The sideways move in the band between 18,530 and 18,800 appears to be the distribution phase before the index takes one more step lower. Sensex could slip lower to 18,442 or 18,218. Short term investors can watch out for the support around 18,200. If this level is breached, the decline can extend to 17,854.

Key short-term resistance is at 18,912. Short-term outlook will remain negative as long as the index trades below this level. But break above this level will mean that the index can head to 19,134.

Medium term target on break above 19,134 would be 19,504.

Our medium-term view has not been altered yet since the index did not decline further last week. Medium-term trend stays positive for the index.

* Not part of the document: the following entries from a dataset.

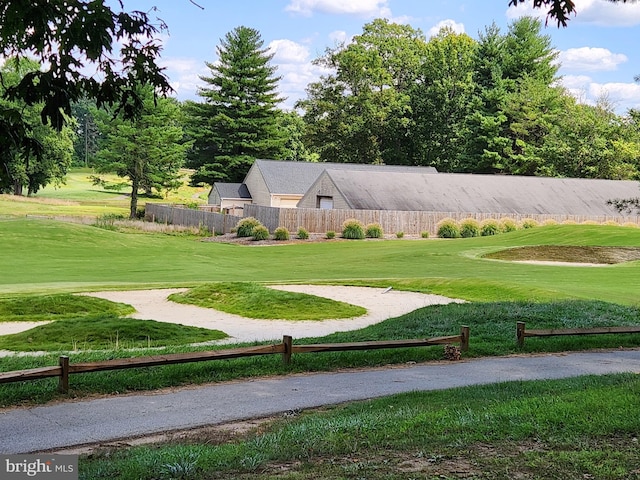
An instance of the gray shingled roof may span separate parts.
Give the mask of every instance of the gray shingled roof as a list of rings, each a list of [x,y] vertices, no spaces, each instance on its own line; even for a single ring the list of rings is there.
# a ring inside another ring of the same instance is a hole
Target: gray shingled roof
[[[468,213],[614,215],[613,198],[637,197],[637,181],[327,170],[351,208]]]
[[[244,183],[216,182],[213,188],[218,191],[220,198],[251,198],[249,189]]]
[[[401,165],[369,165],[358,163],[288,162],[280,160],[256,160],[269,192],[272,194],[304,195],[326,169],[366,172],[413,172],[434,174],[433,167]]]

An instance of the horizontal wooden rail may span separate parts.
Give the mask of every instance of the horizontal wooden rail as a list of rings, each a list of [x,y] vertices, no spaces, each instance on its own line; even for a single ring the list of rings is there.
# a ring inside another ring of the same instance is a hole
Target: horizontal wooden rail
[[[462,327],[460,335],[435,337],[418,340],[381,340],[358,343],[328,343],[317,345],[293,345],[293,339],[285,335],[282,343],[261,345],[256,347],[233,348],[227,350],[210,350],[206,352],[172,353],[149,357],[116,358],[101,362],[69,363],[68,356],[60,357],[59,366],[41,367],[30,370],[19,370],[0,373],[0,383],[12,383],[59,377],[58,389],[69,391],[69,375],[72,373],[101,372],[106,370],[122,370],[126,368],[155,367],[189,362],[205,362],[210,360],[226,360],[232,358],[252,357],[257,355],[282,354],[285,364],[291,362],[292,353],[339,352],[349,350],[375,350],[381,348],[410,348],[430,345],[460,343],[460,350],[469,349],[469,327]]]
[[[545,330],[527,330],[524,322],[516,324],[516,341],[524,346],[526,337],[552,337],[556,335],[606,335],[615,333],[640,333],[640,326],[593,327],[593,328],[549,328]]]

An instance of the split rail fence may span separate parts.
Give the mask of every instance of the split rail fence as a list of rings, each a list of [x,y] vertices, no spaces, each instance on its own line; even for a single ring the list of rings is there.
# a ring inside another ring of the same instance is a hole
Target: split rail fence
[[[594,328],[550,328],[546,330],[527,330],[525,322],[516,324],[518,347],[524,346],[526,337],[552,337],[556,335],[603,335],[615,333],[640,333],[640,326],[594,327]]]
[[[118,358],[90,363],[71,364],[69,362],[69,357],[63,355],[60,357],[59,365],[57,366],[0,373],[0,383],[14,383],[59,377],[58,390],[63,393],[67,393],[69,391],[69,375],[75,373],[123,370],[126,368],[154,367],[178,363],[206,362],[211,360],[228,360],[232,358],[273,354],[281,354],[283,362],[288,365],[291,363],[291,355],[294,353],[344,352],[355,350],[378,350],[384,348],[426,347],[452,343],[459,343],[460,350],[463,352],[467,351],[469,349],[469,327],[463,326],[460,329],[460,335],[448,337],[434,337],[417,340],[380,340],[357,343],[324,343],[315,345],[294,345],[293,338],[285,335],[282,339],[282,343],[276,345],[211,350],[206,352],[174,353],[137,358]]]

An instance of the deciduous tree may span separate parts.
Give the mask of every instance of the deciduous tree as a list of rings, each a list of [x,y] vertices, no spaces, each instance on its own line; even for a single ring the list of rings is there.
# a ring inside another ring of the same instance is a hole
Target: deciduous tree
[[[10,58],[0,68],[0,97],[7,88],[18,84],[40,65],[26,58]],[[60,131],[40,121],[42,105],[28,105],[20,100],[0,98],[0,112],[15,112],[18,118],[8,131],[0,132],[0,192],[22,195],[36,193],[50,183],[64,180],[71,165],[74,132],[69,127]],[[8,116],[5,121],[12,121]],[[2,123],[2,120],[0,120]],[[21,130],[23,128],[23,130]],[[1,127],[0,127],[1,129]],[[11,139],[15,139],[15,141]],[[21,148],[21,142],[27,147]],[[33,145],[30,148],[28,145]]]
[[[173,98],[155,100],[151,87],[137,93],[144,100],[136,120],[97,114],[102,134],[96,170],[116,173],[131,185],[130,217],[135,218],[141,190],[163,192],[180,185],[190,142],[184,140],[181,109]]]

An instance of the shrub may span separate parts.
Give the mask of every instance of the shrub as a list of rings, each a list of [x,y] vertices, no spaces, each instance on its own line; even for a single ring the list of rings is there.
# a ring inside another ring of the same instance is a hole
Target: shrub
[[[362,240],[364,238],[364,228],[358,220],[345,220],[342,224],[342,236],[350,240]]]
[[[577,225],[578,222],[576,222],[575,220],[564,220],[562,222],[563,225]]]
[[[504,233],[515,232],[518,229],[518,224],[511,218],[500,219],[500,230]]]
[[[273,232],[273,238],[276,240],[289,240],[289,230],[285,227],[278,227]]]
[[[603,225],[607,225],[609,227],[619,227],[620,224],[618,222],[616,222],[615,220],[607,220],[606,222],[604,222]]]
[[[329,240],[331,240],[331,239],[333,239],[333,238],[336,238],[336,232],[334,232],[333,230],[329,230],[329,231],[327,232],[327,238],[328,238]]]
[[[557,225],[558,221],[554,220],[553,218],[547,218],[544,222],[542,222],[542,224],[545,226]]]
[[[460,236],[460,227],[453,218],[440,220],[437,227],[440,238],[458,238]]]
[[[527,228],[537,227],[539,223],[535,221],[533,218],[525,218],[522,220],[520,225],[522,226],[522,228],[527,229]]]
[[[258,225],[253,229],[253,239],[256,241],[259,240],[268,240],[269,239],[269,230],[264,225]]]
[[[239,237],[251,237],[253,236],[253,229],[261,225],[260,220],[256,218],[243,218],[236,224],[236,235]]]
[[[116,226],[116,222],[124,221],[126,217],[124,215],[119,215],[115,213],[105,213],[104,215],[100,215],[96,218],[94,227],[102,228],[104,230],[118,230]]]
[[[304,227],[298,227],[298,238],[300,240],[307,240],[309,238],[309,232]]]
[[[429,238],[429,232],[427,232],[426,230],[424,230],[424,231],[420,234],[420,236],[421,236],[422,238]]]
[[[497,235],[498,233],[500,233],[500,225],[497,220],[488,218],[480,224],[480,235],[483,237]]]
[[[396,232],[396,238],[403,238],[404,232]]]
[[[364,233],[368,238],[382,238],[382,226],[379,223],[370,223]]]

But the index is currently reversing lower from the key medium-term target zone between 18,800 and 19,150. It is possible that a significant peak is already behind us. But we can determine that the medium-term trend has reversed only when the index closes below 17,000.

Nifty (5,684.2)

Nifty moved in a tight band between 5,636 and 5,722 last week. This move appears to be the second wave of the downtrend from 5,815 peak with the third wave down set to drag the index down to 5,663 or 5,596 in the week ahead. Traders can go short in rallies with a stop at 5,750.

Key short-term resistance is pegged at 5,745. Short term outlook will reverse on a move above this level, paving the way for a rally to 5,818. The index will face strong resistance around the previous peak at 5815.

A sharp move above this level will give the next medium term target of 5,933.

Medium term trend in the index continues to be positive and the index needs to close below 5,420 to make this view negative.

Global cues

Global stock markets did not make any headway last week and closed on a slightly bearish note. Quarterly earnings dominated proceedings on global markets too. There was a sell-off in US stocks on Friday after McDonald and General Electric reported earnings that fell short of forecasts.

CBOE Volatility Index spiked higher on Friday as US investors rushed to take some profits. This index has been however moving sideways in the band between 13.5 and 17 since the beginning of September.

That this band is positioned close to the index’s long-term support at 13 implies that the mood among US investors continues to be gung-ho.

This trend is also reflected in the Dow Jones Industrial Average. The index has been moving sideways in the band between 13,300 and 13,650 since early September. The medium-term trend in this index is up since the low of 12,035 formed in June. A close below 13,000 is required to reverse the medium-term trend downward.

But the fact that the index is struggling to move past the resistance at 13,650 implies that investors need to stay cautious until this level is surpassed.